Die Theater von Genua und Florenz. I Montecchi ed i Capuletti von Bellini. Romeo, von einer Frau gespielt. Paccinis Vestalin. Licinius, von einer Frau gespielt. Der Organist von Florenz. Das Fest del Corpus Domini. Wiedereintritt in die Akademie.

 

Nach Genua zurückgekehrt, ging ich in Paërs Agnese. Diese Oper war berühmt in der dämmernden Übergangszeit, die dem »Aufgang« Rossinis voranging.

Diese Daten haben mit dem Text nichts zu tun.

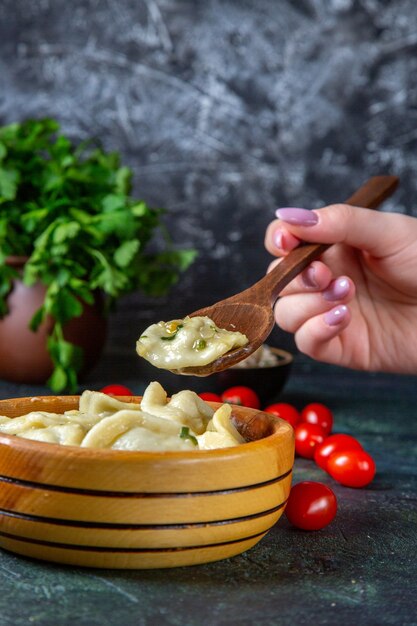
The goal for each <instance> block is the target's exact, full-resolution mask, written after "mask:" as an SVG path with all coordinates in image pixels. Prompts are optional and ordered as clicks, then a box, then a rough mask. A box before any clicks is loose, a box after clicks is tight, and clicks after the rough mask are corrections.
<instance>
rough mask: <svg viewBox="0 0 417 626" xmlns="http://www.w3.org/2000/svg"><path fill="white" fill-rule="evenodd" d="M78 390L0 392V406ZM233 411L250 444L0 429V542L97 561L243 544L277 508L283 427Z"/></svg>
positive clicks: (54, 400)
mask: <svg viewBox="0 0 417 626" xmlns="http://www.w3.org/2000/svg"><path fill="white" fill-rule="evenodd" d="M120 399H122V400H124V401H136V402H137V401H139V400H140V398H139V397H129V398H127V397H123V398H120ZM78 400H79V397H78V396H51V397H33V398H17V399H12V400H1V401H0V415H6V416H8V417H16V416H18V415H24V414H26V413H28V412H30V411H36V410H42V411H53V412H60V413H62V412H63V411H66V410H68V409H74V408H78ZM212 406H213V407H216V406H218V405H216V404H213V405H212ZM233 421H234V423H235V424H236V426H237V428H238V429H239V431H240V432H241V433H242V435H243V436H244V437H245V438H246V439H248V440H249V443H245V444H242V445H240V446H237V447H233V448H223V449H218V450H199V451H191V452H188V451H187V452H183V451H181V452H158V453H155V452H131V451H120V450H93V449H87V448H78V447H75V446H60V445H56V444H50V443H43V442H37V441H32V440H29V439H23V438H19V437H16V436H10V435H5V434H1V433H0V547H2V548H4V549H6V550H10V551H12V552H15V553H18V554H22V555H25V556H29V557H34V558H37V559H43V560H47V561H55V562H58V563H66V564H71V565H77V566H88V567H105V568H162V567H177V566H184V565H195V564H198V563H206V562H209V561H216V560H219V559H225V558H228V557H231V556H234V555H236V554H239V553H241V552H243V551H245V550H247V549H248V548H251V547H252V546H254V545H255V544H256V543H257V542H258V541H259V540H260V539H261V538H262V537H263V536H264V535H265V534H266V533H267V531H268V530H269V529H270V528H271V526H273V525H274V524H275V523H276V521H277V520H278V519H279V517H280V516H281V515H282V512H283V510H284V507H285V504H286V501H287V498H288V495H289V492H290V486H291V474H292V466H293V460H294V440H293V430H292V428H291V426H289V424H288V423H287V422H285V421H283V420H280V419H277V418H275V417H274V416H273V415H269V414H267V413H263V412H260V411H255V410H253V409H248V408H244V407H237V406H234V407H233Z"/></svg>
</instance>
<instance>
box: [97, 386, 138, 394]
mask: <svg viewBox="0 0 417 626" xmlns="http://www.w3.org/2000/svg"><path fill="white" fill-rule="evenodd" d="M100 391H101V393H107V395H108V396H133V395H134V394H133V391H131V390H130V389H129V387H125V386H124V385H107V386H106V387H103V388H102V389H100Z"/></svg>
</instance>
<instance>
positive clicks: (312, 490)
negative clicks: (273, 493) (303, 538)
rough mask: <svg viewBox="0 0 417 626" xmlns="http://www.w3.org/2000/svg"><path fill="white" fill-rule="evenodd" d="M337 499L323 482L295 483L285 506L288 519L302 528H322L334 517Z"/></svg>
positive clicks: (332, 492) (308, 528) (336, 506)
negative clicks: (322, 482)
mask: <svg viewBox="0 0 417 626" xmlns="http://www.w3.org/2000/svg"><path fill="white" fill-rule="evenodd" d="M336 512H337V500H336V496H335V495H334V493H333V491H332V490H331V489H330V487H327V485H324V484H323V483H317V482H313V481H308V480H306V481H304V482H302V483H298V484H297V485H294V487H293V488H292V489H291V492H290V497H289V498H288V502H287V506H286V507H285V515H286V516H287V519H288V521H289V522H290V523H291V524H292V525H293V526H296V528H301V529H302V530H320V529H321V528H324V527H325V526H327V525H328V524H330V522H331V521H332V520H333V519H334V517H335V515H336Z"/></svg>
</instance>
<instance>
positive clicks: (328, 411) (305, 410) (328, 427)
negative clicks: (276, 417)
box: [301, 402, 333, 435]
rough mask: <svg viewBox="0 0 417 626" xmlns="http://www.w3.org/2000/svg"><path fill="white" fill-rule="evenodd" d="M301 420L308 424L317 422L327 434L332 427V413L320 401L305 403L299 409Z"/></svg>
mask: <svg viewBox="0 0 417 626" xmlns="http://www.w3.org/2000/svg"><path fill="white" fill-rule="evenodd" d="M301 421H302V422H307V423H308V424H318V425H319V426H321V427H322V428H323V430H324V432H325V433H326V435H328V434H329V433H331V431H332V428H333V414H332V412H331V410H330V409H329V408H327V406H325V405H324V404H321V403H320V402H312V403H311V404H307V406H305V407H304V408H303V410H302V411H301Z"/></svg>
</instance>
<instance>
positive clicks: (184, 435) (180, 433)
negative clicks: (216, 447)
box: [180, 426, 198, 446]
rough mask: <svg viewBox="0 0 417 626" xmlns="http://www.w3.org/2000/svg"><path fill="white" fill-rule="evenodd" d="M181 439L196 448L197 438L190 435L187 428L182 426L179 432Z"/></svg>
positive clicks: (184, 426) (188, 431) (197, 443)
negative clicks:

Die kalte Langeweile, die mich befiel, war ohne Zweifel der erbärmlichen Aufführung zuzuschreiben, unter der die Schönheiten des Werkes verloren gingen. Ich merkte gleich, daß man der löblichen Absicht gewisser Leute gefolgt war, die, obgleich unfähig, selbst etwas zu schaffen, sich berufen fühlen, alles umzuschaffen oder zu retuschieren, und die mit Adlerblicken alsbald erspähen, woran es einem Werk gebricht. So war denn die weise gemäßigte Instrumentation Paërs durch eine große Trommel verstärkt worden, so zwar, daß unter dem Klöppel des verruchten Instruments das Orchester, welches auf einen solchen Widerstand nicht berechnet war, gänzlich verschwand. Frau Ferlotti sang (sie spielte nicht etwa) die Rolle der Agnes. Als Sängerin, die auf einen Franken genau weiß, was ihr jährlich ihre Kehle einbringt, antwortete sie auf das schmerzliche Wüten ihres Vaters mit der unerschütterlichsten Kaltblütigkeit, mit der vollkommensten Unempfindlichkeit; man hätte denken können, sie sei auf der Probe, denn sie markierte kaum ihre Bewegungen und sang ohne Ausdruck, um sich nicht zu ermüden.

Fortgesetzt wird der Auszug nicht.